For those of us in Jewish youth movements, the Christmas and New Year week was, more often than not, the time of our winter camps. We would hire the residential schools which were all on vacation during this period and eager to earn some extra revenue by renting out their facilities during this “dead” period. The youth leaders and emissaries from Israel would engage us in intensive discussions about our Jewish identity and destiny, along with regular camp activities and adventures within a closed, Jewish framework. The fact that it was Christmas and New Year out there was totally lost on us.
Among the orthodox, the vacation period is exploited for special week-long learning sessions arranged at the yeshivot and the local synagogues, so as not to waste valuable learning time. For the yeshiva world outside Israel, especially for those who spend their week in gainful employment, the Christmas and New Year period is exploited to its fullest potential as a time and place for additional study.
The mother of all global Jewish events, the annual Limmud conference, takes place during this holiday period on the campus of Warwick University. Thousands of Jews come together for a week of study, learning and exchange of ideas within a pluralistic Jewish environment, almost oblivious to what is happening in the outside world. What better a time to engage in in-depth Jewish study and discussion than the week when the rest of the country is on holiday celebrating their own religious festivals.
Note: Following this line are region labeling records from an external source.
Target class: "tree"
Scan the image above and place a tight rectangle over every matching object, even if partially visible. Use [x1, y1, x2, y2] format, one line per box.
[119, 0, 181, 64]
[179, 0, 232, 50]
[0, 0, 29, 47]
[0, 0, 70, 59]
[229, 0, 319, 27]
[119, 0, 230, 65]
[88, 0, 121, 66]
And, by all accounts, this year was yet again a huge success story, with the likes of UK Chief Rabbi Efraim Mirvis (a well publicized and much discussed first appearance of a British orthodox chief rabbi at the event), the eloquent Israeli ambassador to the UK Daniel Taub, the head of the Jewish Agency Natan Sharansky and recently elected member of Knesset Dov Lipman just some of the “celebrity” figures attending this unique global Jewish event.
But celebrating the season’s festivals in Israel is not only about the Jewish dimension of the state. We are also a democratic state, as we continually remind ourselves and the rest of the world. So whether we choose to celebrate Rosh Hashana, Christmas or January 1 (and lets not forget the Muslim festivals which are of significance to many more people here in Israel than are the Christian celebrations) must be a question of free choice, not coercion.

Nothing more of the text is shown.